Congratulations to Glenis Willmott MEP who led the negotiations on the Regulation and fought for transparency to be at the heart of the new law. Following the positive vote in Parliament, the Regulation now has to be formally adopted by Council and published in the Official Journal. It is expected to come into effect in mid-2016 at the earliest and then all EU member states will adopt the laws into their own statutes. The European Medicines Agency can now start building the new publicly accessible online clinical trial database.
Unfortunately, this does not apply to studies outside of the European Union.
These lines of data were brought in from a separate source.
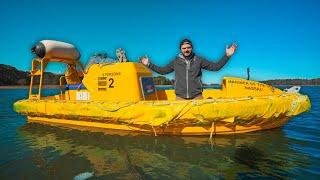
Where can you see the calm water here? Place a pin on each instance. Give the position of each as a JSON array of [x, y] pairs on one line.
[[35, 151]]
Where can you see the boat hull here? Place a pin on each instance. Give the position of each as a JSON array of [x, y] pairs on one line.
[[194, 117]]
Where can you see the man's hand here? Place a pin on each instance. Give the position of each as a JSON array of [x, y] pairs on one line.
[[230, 51], [144, 60]]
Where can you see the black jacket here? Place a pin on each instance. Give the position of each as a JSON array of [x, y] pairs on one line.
[[188, 73]]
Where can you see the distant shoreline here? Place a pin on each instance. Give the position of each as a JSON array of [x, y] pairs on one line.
[[57, 86]]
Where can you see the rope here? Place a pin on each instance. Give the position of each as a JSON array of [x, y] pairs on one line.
[[213, 129]]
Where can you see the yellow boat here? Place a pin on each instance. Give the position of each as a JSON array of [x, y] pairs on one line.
[[122, 96]]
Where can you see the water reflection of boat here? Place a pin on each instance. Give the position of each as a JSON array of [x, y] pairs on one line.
[[144, 156], [122, 96]]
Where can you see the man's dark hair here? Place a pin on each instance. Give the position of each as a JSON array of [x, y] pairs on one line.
[[185, 41]]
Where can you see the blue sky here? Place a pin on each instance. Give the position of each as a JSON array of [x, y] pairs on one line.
[[277, 38]]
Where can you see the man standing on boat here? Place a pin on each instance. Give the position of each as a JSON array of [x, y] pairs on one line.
[[187, 67]]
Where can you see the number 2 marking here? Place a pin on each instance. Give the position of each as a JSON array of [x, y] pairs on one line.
[[111, 80]]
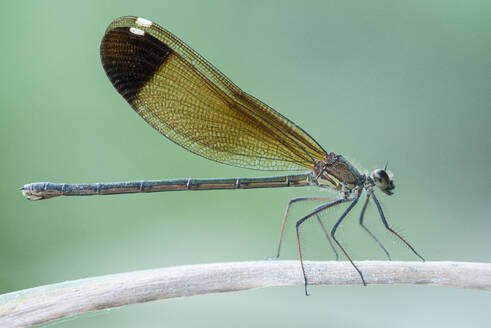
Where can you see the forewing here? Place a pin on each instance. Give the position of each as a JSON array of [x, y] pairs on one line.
[[192, 103]]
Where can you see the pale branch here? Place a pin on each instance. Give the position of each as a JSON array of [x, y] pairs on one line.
[[51, 302]]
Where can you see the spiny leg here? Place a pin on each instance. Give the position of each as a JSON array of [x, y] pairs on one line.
[[384, 221], [369, 232], [283, 224], [317, 210], [327, 236], [333, 232]]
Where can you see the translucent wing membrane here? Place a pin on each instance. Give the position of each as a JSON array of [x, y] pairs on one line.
[[190, 102]]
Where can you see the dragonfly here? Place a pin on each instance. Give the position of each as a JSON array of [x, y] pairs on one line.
[[184, 97]]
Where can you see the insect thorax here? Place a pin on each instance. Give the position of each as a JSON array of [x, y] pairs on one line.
[[337, 173]]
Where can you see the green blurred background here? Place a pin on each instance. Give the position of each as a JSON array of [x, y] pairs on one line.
[[403, 82]]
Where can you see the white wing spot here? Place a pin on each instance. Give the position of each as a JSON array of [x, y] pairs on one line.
[[137, 31], [143, 22]]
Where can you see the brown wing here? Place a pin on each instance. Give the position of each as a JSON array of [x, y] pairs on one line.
[[190, 102]]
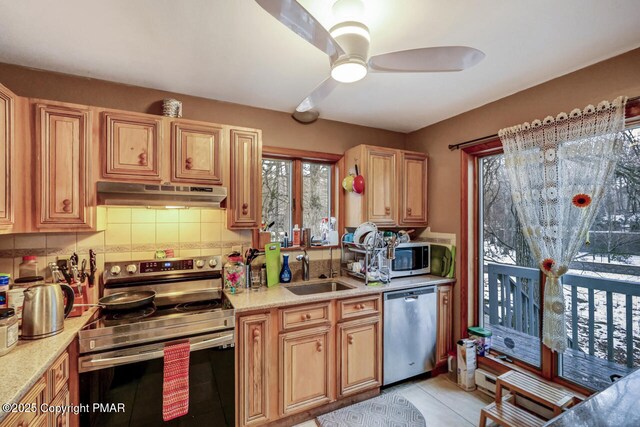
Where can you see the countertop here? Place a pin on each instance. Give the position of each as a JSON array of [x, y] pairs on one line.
[[29, 360], [616, 405], [279, 296]]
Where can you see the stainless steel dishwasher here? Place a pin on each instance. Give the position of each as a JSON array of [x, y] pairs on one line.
[[410, 318]]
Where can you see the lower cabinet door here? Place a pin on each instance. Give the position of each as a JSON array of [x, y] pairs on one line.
[[60, 419], [306, 366], [359, 355], [252, 365]]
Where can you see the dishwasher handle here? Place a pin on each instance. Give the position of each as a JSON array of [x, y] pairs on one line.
[[410, 294]]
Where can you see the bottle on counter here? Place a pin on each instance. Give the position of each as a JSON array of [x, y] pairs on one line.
[[234, 273], [28, 267], [8, 330], [295, 235], [285, 272], [4, 289]]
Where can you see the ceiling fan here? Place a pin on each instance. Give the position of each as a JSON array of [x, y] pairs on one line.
[[347, 45]]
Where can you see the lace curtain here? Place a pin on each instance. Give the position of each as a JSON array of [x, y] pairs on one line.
[[558, 169]]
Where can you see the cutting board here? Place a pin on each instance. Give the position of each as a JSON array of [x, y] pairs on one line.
[[272, 259]]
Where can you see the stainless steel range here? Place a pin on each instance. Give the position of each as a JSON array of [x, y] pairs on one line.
[[121, 352]]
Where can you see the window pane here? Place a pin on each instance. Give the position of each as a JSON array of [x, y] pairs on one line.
[[602, 287], [316, 196], [276, 193], [510, 285]]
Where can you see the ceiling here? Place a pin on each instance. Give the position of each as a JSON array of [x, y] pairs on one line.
[[232, 50]]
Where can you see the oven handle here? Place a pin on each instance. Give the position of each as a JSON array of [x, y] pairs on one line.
[[88, 364]]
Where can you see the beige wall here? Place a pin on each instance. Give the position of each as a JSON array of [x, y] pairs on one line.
[[278, 129], [605, 80]]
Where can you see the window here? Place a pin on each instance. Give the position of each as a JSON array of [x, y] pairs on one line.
[[276, 193], [601, 288], [298, 189]]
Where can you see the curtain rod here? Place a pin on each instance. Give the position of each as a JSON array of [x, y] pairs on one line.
[[482, 140]]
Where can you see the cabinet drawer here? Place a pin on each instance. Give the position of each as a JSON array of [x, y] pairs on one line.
[[304, 316], [57, 376], [357, 307], [32, 401]]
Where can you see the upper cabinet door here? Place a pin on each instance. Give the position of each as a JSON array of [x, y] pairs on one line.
[[381, 186], [132, 146], [63, 135], [245, 199], [6, 153], [413, 189], [197, 155]]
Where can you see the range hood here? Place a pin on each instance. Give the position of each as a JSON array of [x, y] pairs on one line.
[[134, 194]]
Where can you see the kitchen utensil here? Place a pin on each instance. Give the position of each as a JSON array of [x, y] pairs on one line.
[[347, 183], [272, 257], [45, 309], [93, 267], [121, 301]]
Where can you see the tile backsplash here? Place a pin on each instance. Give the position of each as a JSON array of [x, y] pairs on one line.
[[131, 233]]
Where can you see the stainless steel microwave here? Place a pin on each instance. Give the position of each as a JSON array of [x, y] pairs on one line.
[[412, 259]]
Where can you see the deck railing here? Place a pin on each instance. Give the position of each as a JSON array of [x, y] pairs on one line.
[[601, 313]]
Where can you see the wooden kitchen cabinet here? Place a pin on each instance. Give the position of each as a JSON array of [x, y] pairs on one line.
[[244, 203], [253, 369], [395, 191], [413, 188], [381, 198], [63, 133], [7, 134], [444, 338], [359, 355], [306, 369], [132, 146], [197, 153]]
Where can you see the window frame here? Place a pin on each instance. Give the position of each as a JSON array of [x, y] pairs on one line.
[[297, 157], [470, 246]]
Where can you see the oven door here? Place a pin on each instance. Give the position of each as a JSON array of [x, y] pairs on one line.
[[133, 377]]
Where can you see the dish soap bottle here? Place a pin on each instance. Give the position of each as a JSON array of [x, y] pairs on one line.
[[296, 235], [285, 273]]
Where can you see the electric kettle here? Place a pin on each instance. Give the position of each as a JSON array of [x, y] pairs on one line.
[[45, 309]]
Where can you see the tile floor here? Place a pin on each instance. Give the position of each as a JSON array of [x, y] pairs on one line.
[[441, 402]]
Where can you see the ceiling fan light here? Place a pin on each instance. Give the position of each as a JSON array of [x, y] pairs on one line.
[[349, 71]]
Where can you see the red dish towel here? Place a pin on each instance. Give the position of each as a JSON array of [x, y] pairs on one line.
[[175, 388]]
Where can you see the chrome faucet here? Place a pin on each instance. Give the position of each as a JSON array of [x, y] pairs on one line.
[[305, 264]]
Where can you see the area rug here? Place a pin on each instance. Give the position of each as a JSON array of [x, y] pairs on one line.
[[387, 409]]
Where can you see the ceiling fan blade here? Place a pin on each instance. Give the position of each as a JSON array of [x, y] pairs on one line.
[[296, 18], [318, 95], [427, 60]]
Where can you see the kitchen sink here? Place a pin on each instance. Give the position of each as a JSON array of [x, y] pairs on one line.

Regulations similar to these are sorely needed in the rest of the world, and most specifically for us, in Canada and the US. Pharmaceutical companies are responsible for many of the developments that have helped improve health outcomes in modern medicine, however, they have abused their position and power and this has allowed drugs to be on the market for too long before negative impacts are recognized. The fines they face are often minuscule when compared to the profits they have already accrued and consumer protection must be proactive rather than reactive.
Registering all clinical trials is a major step in fixing this problem.